Novel 3D Binary Indexed Tree for Volume Computation of 3D Reconstructed Models from Volumetric Data
This addresses the need for efficient volume computation in medical imaging for analysis of 3D reconstructed models, but it appears incremental as it builds on existing techniques like marching cubes and binary indexed trees.
The paper tackled the problem of precise 3D volume computation for medical imaging by developing an algorithm that combines a binary indexed tree with reconstruction methods, achieving accuracy within ±0.004 cm³ for structures like lungs and cardiac chambers.

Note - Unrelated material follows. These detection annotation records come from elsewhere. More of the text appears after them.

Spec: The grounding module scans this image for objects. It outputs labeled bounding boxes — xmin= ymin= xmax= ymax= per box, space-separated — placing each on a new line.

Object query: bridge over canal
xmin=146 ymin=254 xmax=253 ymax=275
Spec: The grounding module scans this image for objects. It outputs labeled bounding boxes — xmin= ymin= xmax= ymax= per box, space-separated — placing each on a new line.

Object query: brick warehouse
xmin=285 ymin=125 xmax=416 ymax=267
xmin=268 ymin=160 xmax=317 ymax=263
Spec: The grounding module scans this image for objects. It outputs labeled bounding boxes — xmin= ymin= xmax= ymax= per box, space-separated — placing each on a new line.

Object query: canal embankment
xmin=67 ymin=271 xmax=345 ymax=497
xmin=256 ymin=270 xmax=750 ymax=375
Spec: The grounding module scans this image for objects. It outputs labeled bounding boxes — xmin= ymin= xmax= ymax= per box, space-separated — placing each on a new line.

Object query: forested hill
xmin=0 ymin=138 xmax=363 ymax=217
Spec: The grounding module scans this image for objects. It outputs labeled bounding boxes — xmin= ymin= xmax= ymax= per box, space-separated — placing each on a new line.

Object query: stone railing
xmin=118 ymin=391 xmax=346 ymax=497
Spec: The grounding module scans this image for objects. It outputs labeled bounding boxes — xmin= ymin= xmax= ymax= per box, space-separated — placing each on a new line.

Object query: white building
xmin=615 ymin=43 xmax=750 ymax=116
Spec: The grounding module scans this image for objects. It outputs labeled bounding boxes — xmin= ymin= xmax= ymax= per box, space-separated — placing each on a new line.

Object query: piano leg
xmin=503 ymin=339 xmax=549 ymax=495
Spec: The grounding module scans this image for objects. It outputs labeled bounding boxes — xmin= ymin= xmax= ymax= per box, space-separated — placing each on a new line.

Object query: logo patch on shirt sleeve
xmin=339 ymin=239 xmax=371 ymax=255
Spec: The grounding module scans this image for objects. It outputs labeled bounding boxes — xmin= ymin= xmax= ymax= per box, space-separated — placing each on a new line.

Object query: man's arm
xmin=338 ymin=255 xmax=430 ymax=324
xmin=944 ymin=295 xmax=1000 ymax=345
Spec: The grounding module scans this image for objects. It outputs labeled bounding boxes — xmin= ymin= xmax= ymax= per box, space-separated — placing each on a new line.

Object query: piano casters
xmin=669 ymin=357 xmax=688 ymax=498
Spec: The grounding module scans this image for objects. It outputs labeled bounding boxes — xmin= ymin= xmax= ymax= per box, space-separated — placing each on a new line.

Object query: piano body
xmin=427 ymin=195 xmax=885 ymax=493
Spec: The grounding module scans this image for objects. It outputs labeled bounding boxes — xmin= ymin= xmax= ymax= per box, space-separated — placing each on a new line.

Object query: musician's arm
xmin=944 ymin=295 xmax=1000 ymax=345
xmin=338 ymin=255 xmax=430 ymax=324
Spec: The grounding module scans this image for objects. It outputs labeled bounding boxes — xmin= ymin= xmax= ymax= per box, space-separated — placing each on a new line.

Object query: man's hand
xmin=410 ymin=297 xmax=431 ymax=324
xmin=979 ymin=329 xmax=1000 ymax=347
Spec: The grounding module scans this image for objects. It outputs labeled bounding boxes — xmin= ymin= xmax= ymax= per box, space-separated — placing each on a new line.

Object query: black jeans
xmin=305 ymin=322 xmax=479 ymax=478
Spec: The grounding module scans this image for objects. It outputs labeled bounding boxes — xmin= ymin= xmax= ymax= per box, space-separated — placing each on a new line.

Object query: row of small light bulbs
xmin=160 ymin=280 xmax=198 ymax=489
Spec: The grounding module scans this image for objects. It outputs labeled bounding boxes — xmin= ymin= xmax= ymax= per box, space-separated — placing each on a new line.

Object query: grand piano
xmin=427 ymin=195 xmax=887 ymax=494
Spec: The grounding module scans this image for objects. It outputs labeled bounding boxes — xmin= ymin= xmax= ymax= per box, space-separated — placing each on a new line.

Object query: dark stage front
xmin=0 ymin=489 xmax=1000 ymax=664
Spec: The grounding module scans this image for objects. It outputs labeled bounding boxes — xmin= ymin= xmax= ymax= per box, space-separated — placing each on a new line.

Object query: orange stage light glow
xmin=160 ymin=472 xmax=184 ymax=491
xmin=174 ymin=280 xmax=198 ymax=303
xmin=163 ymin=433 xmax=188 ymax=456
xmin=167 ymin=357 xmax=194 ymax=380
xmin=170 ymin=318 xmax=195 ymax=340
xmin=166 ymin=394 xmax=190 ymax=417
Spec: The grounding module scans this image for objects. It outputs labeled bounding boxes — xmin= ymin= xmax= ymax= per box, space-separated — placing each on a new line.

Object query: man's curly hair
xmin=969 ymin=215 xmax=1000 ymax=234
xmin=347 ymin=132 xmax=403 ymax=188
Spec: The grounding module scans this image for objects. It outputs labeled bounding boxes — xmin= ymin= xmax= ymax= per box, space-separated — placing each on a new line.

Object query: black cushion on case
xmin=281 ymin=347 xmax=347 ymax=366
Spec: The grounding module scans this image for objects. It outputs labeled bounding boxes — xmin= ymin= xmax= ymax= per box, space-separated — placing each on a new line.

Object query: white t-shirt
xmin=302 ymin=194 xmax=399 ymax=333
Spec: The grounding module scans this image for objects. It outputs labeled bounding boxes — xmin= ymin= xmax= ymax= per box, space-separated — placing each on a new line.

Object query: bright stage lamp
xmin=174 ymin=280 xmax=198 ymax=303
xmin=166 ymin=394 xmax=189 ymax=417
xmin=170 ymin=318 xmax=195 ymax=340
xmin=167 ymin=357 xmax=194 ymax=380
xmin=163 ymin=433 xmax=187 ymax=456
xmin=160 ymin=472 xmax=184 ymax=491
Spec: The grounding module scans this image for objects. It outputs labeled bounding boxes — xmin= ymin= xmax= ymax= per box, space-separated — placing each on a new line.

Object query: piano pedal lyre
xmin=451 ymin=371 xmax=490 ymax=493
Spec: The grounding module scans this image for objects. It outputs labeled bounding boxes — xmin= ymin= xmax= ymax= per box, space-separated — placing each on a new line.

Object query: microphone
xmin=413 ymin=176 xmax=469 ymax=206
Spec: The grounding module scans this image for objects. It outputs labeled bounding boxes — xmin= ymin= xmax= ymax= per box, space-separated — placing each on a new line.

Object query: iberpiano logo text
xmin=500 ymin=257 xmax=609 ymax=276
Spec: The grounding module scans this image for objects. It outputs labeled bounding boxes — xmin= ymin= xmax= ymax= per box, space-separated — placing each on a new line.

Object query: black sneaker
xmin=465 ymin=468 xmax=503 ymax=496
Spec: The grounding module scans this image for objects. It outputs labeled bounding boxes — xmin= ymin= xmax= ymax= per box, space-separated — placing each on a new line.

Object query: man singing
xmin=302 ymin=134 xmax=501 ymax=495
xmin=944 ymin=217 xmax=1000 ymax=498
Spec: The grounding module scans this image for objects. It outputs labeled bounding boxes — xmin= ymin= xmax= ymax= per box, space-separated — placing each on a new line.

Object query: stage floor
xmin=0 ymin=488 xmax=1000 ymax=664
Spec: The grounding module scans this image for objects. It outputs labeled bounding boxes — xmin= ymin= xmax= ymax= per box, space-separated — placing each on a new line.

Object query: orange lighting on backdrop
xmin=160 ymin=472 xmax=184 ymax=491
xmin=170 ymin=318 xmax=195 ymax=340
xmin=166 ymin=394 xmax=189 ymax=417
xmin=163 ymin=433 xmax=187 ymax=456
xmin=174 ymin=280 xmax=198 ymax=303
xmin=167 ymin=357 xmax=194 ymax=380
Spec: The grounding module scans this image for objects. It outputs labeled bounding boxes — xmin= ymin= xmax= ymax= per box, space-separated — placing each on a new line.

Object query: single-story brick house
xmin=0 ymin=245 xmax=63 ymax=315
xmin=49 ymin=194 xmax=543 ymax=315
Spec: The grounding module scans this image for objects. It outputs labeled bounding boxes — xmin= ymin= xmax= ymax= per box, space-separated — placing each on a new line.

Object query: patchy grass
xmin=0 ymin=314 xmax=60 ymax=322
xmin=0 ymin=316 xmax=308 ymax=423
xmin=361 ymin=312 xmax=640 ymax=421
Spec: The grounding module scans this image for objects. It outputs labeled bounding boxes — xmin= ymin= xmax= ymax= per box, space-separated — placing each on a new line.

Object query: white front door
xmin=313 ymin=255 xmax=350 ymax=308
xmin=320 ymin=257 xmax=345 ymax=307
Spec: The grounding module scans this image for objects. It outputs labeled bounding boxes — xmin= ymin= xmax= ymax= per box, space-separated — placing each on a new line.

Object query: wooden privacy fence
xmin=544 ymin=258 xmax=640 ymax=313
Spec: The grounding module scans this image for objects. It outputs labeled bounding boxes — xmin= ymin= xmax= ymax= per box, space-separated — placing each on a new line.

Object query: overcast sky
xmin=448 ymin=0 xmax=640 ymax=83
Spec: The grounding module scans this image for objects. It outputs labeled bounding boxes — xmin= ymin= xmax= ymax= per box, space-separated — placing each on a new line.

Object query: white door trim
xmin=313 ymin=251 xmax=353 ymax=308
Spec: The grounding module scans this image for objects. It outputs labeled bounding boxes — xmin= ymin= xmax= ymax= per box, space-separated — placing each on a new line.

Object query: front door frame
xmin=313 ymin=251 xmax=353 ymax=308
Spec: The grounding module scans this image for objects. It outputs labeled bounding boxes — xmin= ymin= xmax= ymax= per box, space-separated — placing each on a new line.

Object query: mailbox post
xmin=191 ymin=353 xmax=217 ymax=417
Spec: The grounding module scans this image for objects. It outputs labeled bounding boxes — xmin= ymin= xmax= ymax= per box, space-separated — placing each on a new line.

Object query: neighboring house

In the burgeoning field of medical imaging, precise computation of 3D volume holds a significant importance for subsequent qualitative analysis of 3D reconstructed objects. Combining multivariate calculus, marching cube algorithm, and binary indexed tree data structure, we developed an algorithm for efficient computation of intrinsic volume of any volumetric data recovered from computed tomography (CT) or magnetic resonance (MR). We proposed the 30 configurations of volume values based on the polygonal mesh generation method. Our algorithm processes the data in scan-line order simultaneously with reconstruction algorithm to create a Fenwick tree, ensuring query time much faster and assisting users' edition of slicing or transforming model. We tested the algorithm's accuracy on simple 3D objects (e.g., sphere, cylinder) to complicated structures (e.g., lungs, cardiac chambers). The result deviated within $\pm 0.004 \text{cm}^3$ and there is still room for further improvement.